3. Who funded the creation of the dataset? If there is an associated grant, please provide the name of the grantor and the grant name and number.
This project was funded, in part, by the Wyss Center via a grant to PI Mathis.
4. Any other comments? No.
Composition
1. What do the instances that comprise the dataset represent (e.g. documents, photos, people, countries)? Are there multiple types of instances (e.g. movies, users, and ratings; people and interactions between them; nodes and edges)? Please provide a description.

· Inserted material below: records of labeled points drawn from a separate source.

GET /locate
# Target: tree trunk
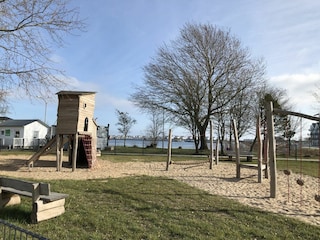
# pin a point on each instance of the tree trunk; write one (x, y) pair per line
(222, 146)
(196, 142)
(203, 139)
(253, 143)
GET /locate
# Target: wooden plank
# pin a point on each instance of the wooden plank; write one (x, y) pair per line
(40, 206)
(272, 150)
(18, 184)
(253, 166)
(9, 199)
(37, 217)
(54, 196)
(236, 142)
(15, 191)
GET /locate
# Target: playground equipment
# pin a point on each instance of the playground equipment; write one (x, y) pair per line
(272, 146)
(75, 125)
(260, 166)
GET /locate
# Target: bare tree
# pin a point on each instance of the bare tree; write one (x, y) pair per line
(195, 76)
(28, 31)
(155, 129)
(316, 95)
(125, 123)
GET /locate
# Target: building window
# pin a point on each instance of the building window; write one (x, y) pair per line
(86, 122)
(7, 133)
(36, 134)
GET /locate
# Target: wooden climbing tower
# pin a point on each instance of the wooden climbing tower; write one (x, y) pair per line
(75, 121)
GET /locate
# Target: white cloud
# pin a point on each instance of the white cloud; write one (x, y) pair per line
(300, 88)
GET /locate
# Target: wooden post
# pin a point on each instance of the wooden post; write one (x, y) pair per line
(217, 149)
(237, 148)
(272, 150)
(211, 146)
(258, 132)
(169, 150)
(74, 153)
(59, 152)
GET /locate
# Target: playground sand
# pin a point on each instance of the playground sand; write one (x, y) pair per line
(292, 201)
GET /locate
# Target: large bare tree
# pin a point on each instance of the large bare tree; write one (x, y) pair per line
(194, 76)
(29, 29)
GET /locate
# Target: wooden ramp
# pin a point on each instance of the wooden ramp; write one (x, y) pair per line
(48, 148)
(86, 140)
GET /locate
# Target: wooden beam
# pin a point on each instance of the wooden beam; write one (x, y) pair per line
(75, 151)
(211, 146)
(258, 132)
(272, 150)
(237, 147)
(169, 150)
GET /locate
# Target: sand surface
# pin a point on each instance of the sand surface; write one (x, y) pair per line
(292, 201)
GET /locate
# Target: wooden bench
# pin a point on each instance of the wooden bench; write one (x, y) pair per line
(249, 157)
(45, 204)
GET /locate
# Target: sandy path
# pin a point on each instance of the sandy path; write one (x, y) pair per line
(292, 201)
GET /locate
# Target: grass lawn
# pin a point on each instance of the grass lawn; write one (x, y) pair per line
(154, 208)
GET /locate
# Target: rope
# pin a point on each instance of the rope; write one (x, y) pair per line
(317, 197)
(288, 171)
(300, 181)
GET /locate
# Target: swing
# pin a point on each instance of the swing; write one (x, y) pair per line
(300, 181)
(317, 196)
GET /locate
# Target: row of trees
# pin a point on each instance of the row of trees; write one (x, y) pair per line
(203, 75)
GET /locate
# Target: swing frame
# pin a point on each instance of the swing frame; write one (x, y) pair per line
(272, 143)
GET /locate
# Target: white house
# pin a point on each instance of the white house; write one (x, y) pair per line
(23, 133)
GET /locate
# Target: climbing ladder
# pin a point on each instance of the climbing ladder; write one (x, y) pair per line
(87, 144)
(46, 149)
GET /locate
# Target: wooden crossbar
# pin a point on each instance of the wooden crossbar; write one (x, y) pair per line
(45, 204)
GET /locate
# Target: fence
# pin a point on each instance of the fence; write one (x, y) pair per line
(12, 232)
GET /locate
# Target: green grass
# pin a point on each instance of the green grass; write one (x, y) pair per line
(154, 208)
(306, 167)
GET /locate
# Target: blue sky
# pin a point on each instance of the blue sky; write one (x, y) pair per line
(123, 35)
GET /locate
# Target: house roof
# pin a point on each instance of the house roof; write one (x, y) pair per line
(74, 93)
(20, 123)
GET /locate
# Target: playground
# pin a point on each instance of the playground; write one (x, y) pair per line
(220, 180)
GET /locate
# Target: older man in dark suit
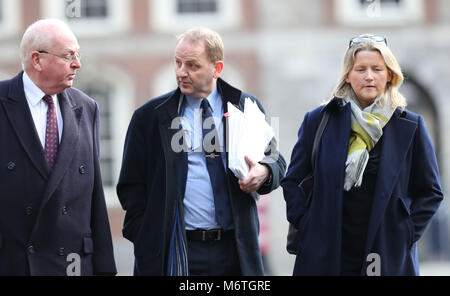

The instances in our dataset represent 3D volumetric segments, extracted from mesoSPIM scans of mouse brains. Each instance is essentially a three-dimensional image that has been carefully hand-cropped mainly from the somatosensory and visual cortex of the scanned data. In each of these 3D volumes, TPH2 cells are identified and labeled.
2. How many instances are there in total (of each type, if appropriate)?
There are six 3D volumetric segments that contain a total of 2638 TPH2 positive cells identified and labeled in 3D.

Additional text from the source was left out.